A growing body of evidence predominantly from population-based studies or from studies in cardiovascular patients, suggests that MetS is associated with a significant increased risk of all-cause mortality [27]. Wong and Li showed that patients with intracranial atherosclerosis, especially with coexisting extracranial carotid disease, were at increased risk of death or recurrent vascular events [2]. They also showed that vascular disease burden, advanced age, diabetes, atrial fibrillation, and previous stroke were predictive of a poor outcome. Our study provides further evidence to suggest that MetS may be associated with early recurrent stroke in stroke patients secondary to intracranial stenosis. However, no evidence in our study has shown that MetS is associated with increased risk of mortality.
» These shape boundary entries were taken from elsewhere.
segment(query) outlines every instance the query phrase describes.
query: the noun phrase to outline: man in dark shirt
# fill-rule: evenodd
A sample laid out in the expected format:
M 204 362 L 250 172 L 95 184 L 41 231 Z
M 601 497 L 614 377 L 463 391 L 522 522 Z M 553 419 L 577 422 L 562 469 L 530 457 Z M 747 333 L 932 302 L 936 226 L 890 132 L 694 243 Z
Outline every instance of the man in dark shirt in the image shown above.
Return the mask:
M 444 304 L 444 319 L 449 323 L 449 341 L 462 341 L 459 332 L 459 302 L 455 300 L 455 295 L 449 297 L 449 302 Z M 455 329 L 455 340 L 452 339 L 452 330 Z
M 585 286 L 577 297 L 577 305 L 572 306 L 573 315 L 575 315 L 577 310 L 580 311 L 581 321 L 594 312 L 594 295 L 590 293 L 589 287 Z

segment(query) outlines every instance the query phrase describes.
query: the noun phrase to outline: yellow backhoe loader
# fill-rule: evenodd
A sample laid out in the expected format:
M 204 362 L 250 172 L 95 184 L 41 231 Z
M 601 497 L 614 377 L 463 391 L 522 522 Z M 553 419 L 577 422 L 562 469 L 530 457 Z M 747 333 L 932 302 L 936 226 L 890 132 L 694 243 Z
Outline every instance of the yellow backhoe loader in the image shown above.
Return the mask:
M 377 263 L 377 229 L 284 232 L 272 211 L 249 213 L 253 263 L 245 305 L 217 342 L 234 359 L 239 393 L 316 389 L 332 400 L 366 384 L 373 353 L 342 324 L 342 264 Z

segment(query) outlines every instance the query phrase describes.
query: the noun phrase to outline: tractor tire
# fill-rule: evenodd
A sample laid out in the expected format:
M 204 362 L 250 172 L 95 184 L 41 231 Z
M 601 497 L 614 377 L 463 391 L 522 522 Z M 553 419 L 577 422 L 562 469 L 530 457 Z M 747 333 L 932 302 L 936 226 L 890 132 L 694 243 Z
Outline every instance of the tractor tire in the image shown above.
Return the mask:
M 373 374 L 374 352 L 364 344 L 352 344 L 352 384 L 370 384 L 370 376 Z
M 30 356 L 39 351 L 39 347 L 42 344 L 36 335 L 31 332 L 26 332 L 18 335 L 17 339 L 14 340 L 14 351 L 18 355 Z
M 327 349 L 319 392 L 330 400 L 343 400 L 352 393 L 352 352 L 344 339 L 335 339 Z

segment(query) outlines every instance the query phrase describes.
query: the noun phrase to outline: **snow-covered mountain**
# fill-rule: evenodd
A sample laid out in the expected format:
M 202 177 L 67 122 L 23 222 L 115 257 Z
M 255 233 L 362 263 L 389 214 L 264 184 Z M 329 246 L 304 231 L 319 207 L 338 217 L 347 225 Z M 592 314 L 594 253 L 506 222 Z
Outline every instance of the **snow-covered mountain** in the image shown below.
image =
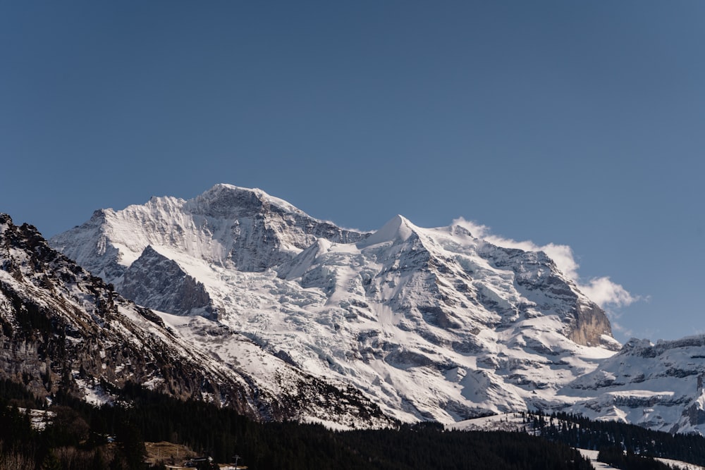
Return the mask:
M 217 185 L 188 201 L 97 211 L 51 244 L 145 307 L 217 319 L 403 421 L 574 404 L 559 390 L 620 347 L 604 312 L 544 253 L 492 245 L 462 224 L 422 228 L 397 216 L 360 233 Z
M 675 341 L 632 339 L 561 393 L 570 411 L 669 433 L 705 434 L 705 335 Z
M 391 422 L 357 390 L 305 373 L 221 323 L 137 307 L 5 214 L 0 326 L 0 377 L 39 397 L 61 390 L 102 403 L 120 399 L 131 381 L 258 419 Z

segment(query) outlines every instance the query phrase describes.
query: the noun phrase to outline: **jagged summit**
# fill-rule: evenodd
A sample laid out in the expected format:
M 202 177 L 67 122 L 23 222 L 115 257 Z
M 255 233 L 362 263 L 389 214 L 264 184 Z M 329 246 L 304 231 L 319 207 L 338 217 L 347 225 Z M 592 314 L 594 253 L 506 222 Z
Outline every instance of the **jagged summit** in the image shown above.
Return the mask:
M 157 274 L 137 284 L 149 287 L 166 272 L 173 281 L 168 288 L 194 293 L 192 282 L 179 284 L 183 273 L 174 261 L 151 247 L 143 256 L 130 268 Z M 202 300 L 196 298 L 195 307 Z M 0 214 L 0 378 L 21 381 L 37 397 L 61 390 L 100 404 L 120 400 L 132 381 L 255 419 L 323 416 L 336 427 L 391 423 L 359 391 L 312 376 L 222 323 L 135 305 L 52 249 L 34 227 L 16 226 L 6 214 Z M 209 349 L 213 345 L 217 352 Z
M 303 211 L 259 188 L 249 189 L 219 183 L 185 202 L 185 211 L 215 218 L 252 216 L 268 211 L 295 214 L 309 218 Z
M 604 312 L 550 259 L 460 224 L 396 216 L 364 233 L 216 185 L 106 210 L 51 243 L 147 307 L 217 312 L 403 421 L 560 405 L 557 390 L 616 343 Z
M 405 242 L 416 230 L 416 227 L 406 218 L 396 215 L 388 222 L 374 232 L 369 237 L 358 243 L 360 247 L 367 247 L 386 242 Z

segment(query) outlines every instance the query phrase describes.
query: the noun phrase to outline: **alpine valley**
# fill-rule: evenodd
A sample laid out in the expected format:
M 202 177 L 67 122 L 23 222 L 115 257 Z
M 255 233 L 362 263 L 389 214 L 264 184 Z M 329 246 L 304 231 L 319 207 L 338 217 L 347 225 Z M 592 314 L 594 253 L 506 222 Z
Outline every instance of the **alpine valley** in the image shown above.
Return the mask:
M 622 346 L 545 253 L 462 223 L 364 233 L 217 185 L 48 244 L 3 216 L 0 264 L 0 373 L 39 395 L 129 380 L 339 428 L 541 409 L 705 433 L 705 337 Z

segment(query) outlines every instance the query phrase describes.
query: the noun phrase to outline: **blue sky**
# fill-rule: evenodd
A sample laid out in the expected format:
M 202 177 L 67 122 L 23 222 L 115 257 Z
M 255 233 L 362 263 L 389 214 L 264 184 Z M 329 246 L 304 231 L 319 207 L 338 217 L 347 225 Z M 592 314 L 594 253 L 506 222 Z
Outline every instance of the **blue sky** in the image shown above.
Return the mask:
M 705 333 L 705 2 L 3 1 L 0 211 L 260 187 L 569 245 L 615 335 Z

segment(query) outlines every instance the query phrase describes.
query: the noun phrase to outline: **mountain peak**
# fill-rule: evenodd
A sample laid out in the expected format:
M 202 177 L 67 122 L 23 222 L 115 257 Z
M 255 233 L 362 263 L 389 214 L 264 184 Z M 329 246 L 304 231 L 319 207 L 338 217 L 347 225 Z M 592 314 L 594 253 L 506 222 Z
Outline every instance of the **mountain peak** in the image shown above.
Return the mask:
M 306 214 L 283 199 L 259 188 L 247 188 L 218 183 L 186 202 L 185 209 L 192 214 L 216 218 L 231 218 L 266 211 L 272 208 L 298 215 Z
M 416 226 L 403 216 L 392 217 L 381 228 L 360 242 L 360 246 L 370 246 L 386 242 L 405 242 L 415 231 Z

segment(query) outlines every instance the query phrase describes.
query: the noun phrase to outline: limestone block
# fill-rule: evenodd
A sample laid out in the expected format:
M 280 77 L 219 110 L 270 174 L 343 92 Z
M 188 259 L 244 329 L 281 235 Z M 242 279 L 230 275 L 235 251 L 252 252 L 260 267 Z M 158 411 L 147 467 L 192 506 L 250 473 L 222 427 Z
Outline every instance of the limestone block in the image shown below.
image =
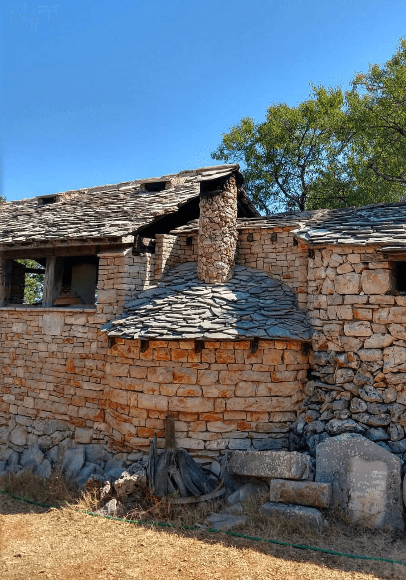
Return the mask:
M 387 328 L 392 336 L 406 340 L 406 324 L 389 324 Z
M 393 306 L 390 309 L 386 321 L 396 324 L 406 322 L 406 311 L 404 306 Z
M 271 479 L 269 499 L 271 502 L 328 507 L 331 503 L 331 485 L 317 481 Z
M 289 439 L 252 439 L 252 447 L 259 451 L 268 449 L 284 449 L 287 450 L 289 448 Z
M 351 368 L 339 368 L 336 369 L 334 380 L 336 385 L 350 383 L 354 379 L 354 371 Z
M 60 336 L 65 325 L 65 315 L 63 312 L 52 310 L 45 312 L 42 316 L 42 331 L 45 335 Z
M 387 441 L 389 435 L 382 427 L 372 427 L 365 433 L 365 437 L 371 441 Z
M 372 334 L 371 323 L 367 321 L 347 322 L 344 325 L 344 334 L 347 336 L 370 336 Z
M 328 265 L 331 268 L 336 268 L 344 262 L 344 258 L 338 253 L 332 253 L 328 262 Z
M 389 425 L 392 418 L 389 413 L 379 413 L 373 415 L 372 413 L 360 413 L 357 419 L 360 423 L 363 423 L 369 427 L 384 427 Z
M 385 294 L 392 288 L 391 277 L 390 270 L 364 270 L 361 274 L 362 290 L 365 294 Z
M 245 515 L 233 515 L 228 513 L 212 513 L 208 519 L 215 530 L 231 530 L 241 525 L 246 521 Z
M 405 338 L 406 338 L 406 331 L 405 331 Z M 385 349 L 387 346 L 390 346 L 393 342 L 393 336 L 391 335 L 377 334 L 366 338 L 364 346 L 365 349 Z
M 298 451 L 234 451 L 227 463 L 230 472 L 237 475 L 278 479 L 313 478 L 311 458 Z
M 351 400 L 350 410 L 351 413 L 363 413 L 368 408 L 368 405 L 362 399 L 354 397 Z
M 10 433 L 10 443 L 23 447 L 27 443 L 27 429 L 23 425 L 17 425 Z
M 92 443 L 93 429 L 85 427 L 77 427 L 75 431 L 75 441 L 77 443 L 88 444 Z
M 383 351 L 383 372 L 406 371 L 406 348 L 389 346 Z
M 335 292 L 334 282 L 329 278 L 326 278 L 321 287 L 321 292 L 323 294 L 330 295 Z
M 336 276 L 334 288 L 338 294 L 358 294 L 361 290 L 361 276 L 355 272 Z
M 316 481 L 331 483 L 332 503 L 354 523 L 404 529 L 400 459 L 361 435 L 332 437 L 316 449 Z
M 377 362 L 383 358 L 382 351 L 380 349 L 360 349 L 358 351 L 358 356 L 362 361 Z
M 329 435 L 340 435 L 342 433 L 362 433 L 365 429 L 353 419 L 332 419 L 325 426 Z
M 81 445 L 65 451 L 62 463 L 61 472 L 66 478 L 74 479 L 85 465 L 85 448 Z
M 292 523 L 298 522 L 313 528 L 321 528 L 324 525 L 321 512 L 316 507 L 268 502 L 264 503 L 261 511 L 266 516 L 282 518 Z
M 38 445 L 33 445 L 24 450 L 21 458 L 21 465 L 24 469 L 35 470 L 44 461 L 44 454 Z

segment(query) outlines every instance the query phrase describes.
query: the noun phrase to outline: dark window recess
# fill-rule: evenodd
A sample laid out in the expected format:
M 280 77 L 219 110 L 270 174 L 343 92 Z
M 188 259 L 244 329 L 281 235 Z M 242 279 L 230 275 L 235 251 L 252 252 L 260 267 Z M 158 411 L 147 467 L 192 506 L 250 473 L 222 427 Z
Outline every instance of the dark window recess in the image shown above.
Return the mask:
M 255 353 L 258 350 L 258 345 L 259 344 L 259 339 L 258 336 L 254 336 L 253 339 L 250 341 L 249 343 L 249 350 L 251 351 L 251 354 L 255 354 Z
M 150 341 L 143 339 L 140 341 L 140 351 L 142 353 L 146 353 L 150 347 Z
M 406 262 L 396 262 L 394 264 L 396 289 L 406 292 Z
M 151 182 L 143 184 L 146 191 L 162 191 L 166 185 L 166 182 Z
M 194 341 L 194 351 L 197 354 L 198 353 L 201 353 L 202 350 L 204 348 L 204 340 L 195 340 Z
M 38 204 L 39 205 L 47 205 L 48 204 L 56 203 L 56 196 L 50 195 L 48 197 L 39 197 Z

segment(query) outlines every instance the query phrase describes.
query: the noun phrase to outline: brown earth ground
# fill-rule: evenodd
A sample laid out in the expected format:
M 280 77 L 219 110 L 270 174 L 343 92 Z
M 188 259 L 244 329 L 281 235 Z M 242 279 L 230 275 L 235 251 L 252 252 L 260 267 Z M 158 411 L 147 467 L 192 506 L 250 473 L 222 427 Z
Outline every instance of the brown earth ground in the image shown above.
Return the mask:
M 40 488 L 28 477 L 0 481 L 0 488 L 57 504 L 60 490 Z M 10 487 L 11 488 L 10 488 Z M 263 502 L 264 498 L 262 499 Z M 213 533 L 204 528 L 139 525 L 78 511 L 92 507 L 81 499 L 60 509 L 23 503 L 0 494 L 0 578 L 2 580 L 372 580 L 405 579 L 406 566 L 352 559 L 263 541 Z M 406 561 L 404 535 L 371 532 L 331 520 L 322 531 L 263 518 L 258 505 L 237 533 L 318 546 L 337 552 Z M 138 506 L 131 516 L 190 525 L 204 523 L 218 506 Z

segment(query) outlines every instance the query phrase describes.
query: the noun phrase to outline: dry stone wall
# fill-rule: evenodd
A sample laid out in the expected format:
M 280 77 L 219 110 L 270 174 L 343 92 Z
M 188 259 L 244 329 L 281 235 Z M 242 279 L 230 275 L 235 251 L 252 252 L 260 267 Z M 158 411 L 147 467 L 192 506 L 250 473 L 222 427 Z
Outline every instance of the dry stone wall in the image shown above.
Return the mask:
M 315 249 L 308 307 L 314 328 L 299 445 L 354 432 L 406 458 L 406 296 L 373 248 Z
M 155 255 L 147 252 L 134 255 L 129 248 L 121 251 L 99 254 L 97 310 L 117 315 L 124 304 L 136 298 L 154 280 Z
M 132 447 L 154 432 L 162 438 L 171 412 L 185 449 L 287 449 L 308 366 L 302 343 L 260 340 L 254 353 L 249 341 L 201 346 L 117 340 L 106 369 L 114 440 Z
M 234 176 L 218 191 L 201 191 L 197 276 L 203 282 L 226 282 L 233 276 L 238 239 L 237 194 Z
M 48 451 L 64 438 L 144 448 L 166 414 L 196 452 L 287 449 L 308 356 L 299 341 L 118 339 L 87 309 L 0 310 L 0 444 Z

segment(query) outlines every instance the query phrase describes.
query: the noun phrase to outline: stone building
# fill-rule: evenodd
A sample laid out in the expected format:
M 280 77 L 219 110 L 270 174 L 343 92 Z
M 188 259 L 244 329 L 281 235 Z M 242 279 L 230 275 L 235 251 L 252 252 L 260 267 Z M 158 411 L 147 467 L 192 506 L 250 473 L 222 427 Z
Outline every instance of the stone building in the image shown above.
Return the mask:
M 261 217 L 238 169 L 0 206 L 3 449 L 145 449 L 171 413 L 195 454 L 406 453 L 406 204 Z

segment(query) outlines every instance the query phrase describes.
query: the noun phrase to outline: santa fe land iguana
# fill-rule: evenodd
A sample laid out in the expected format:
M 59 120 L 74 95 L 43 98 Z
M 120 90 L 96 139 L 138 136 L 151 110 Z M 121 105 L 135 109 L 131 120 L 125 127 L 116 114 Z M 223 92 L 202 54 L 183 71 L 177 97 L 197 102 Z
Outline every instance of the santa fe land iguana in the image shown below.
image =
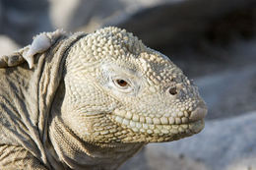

The main limitation of our study is the use of MRA as diagnostic tool to confirm the diagnosis of intracranial stenosis, instead of gold standard, conventional angiography. This may have exaggerated the degree of stenosis. In addition, the number of patients with normal blood pressure was very small (46 patients) which meant that we were not able to investigate the relationship between hypertension and stroke recurrence. The relative short follow-up interval may also limit the scope of our results.

Conclusion

To our knowledge, this is the first large scale prospective study on the effect of MetS on stroke patients with intracranial stenosis in Mainland China. The study was based at major stroke center in this region and provided important data on early stroke recurrence rate and mortality among patients with symptomatic intracranial stenosis concurrent with MetS. We showed that patients with MetS may be at increased risk for early stroke recurrence than those without MetS. We also identified, central obesity as a potentially important predictor of stroke recurrence in patients with intracranial stenosis. However, MetS was not predictive of stroke recurrence beyond its individual components and one-year mortality after the first-ever stroke caused by intracranial stenosis.

Funding Statement

This study was funded by the Research Special Fund For Public Welfare Industry of Health (200902004), the Ministry of Science and Technology and the Ministry of Health of the People’s Republic of China (2011BAI08B02). The funders had no role in study design, data collection and analysis, decision to publish, or preparation of the manuscript.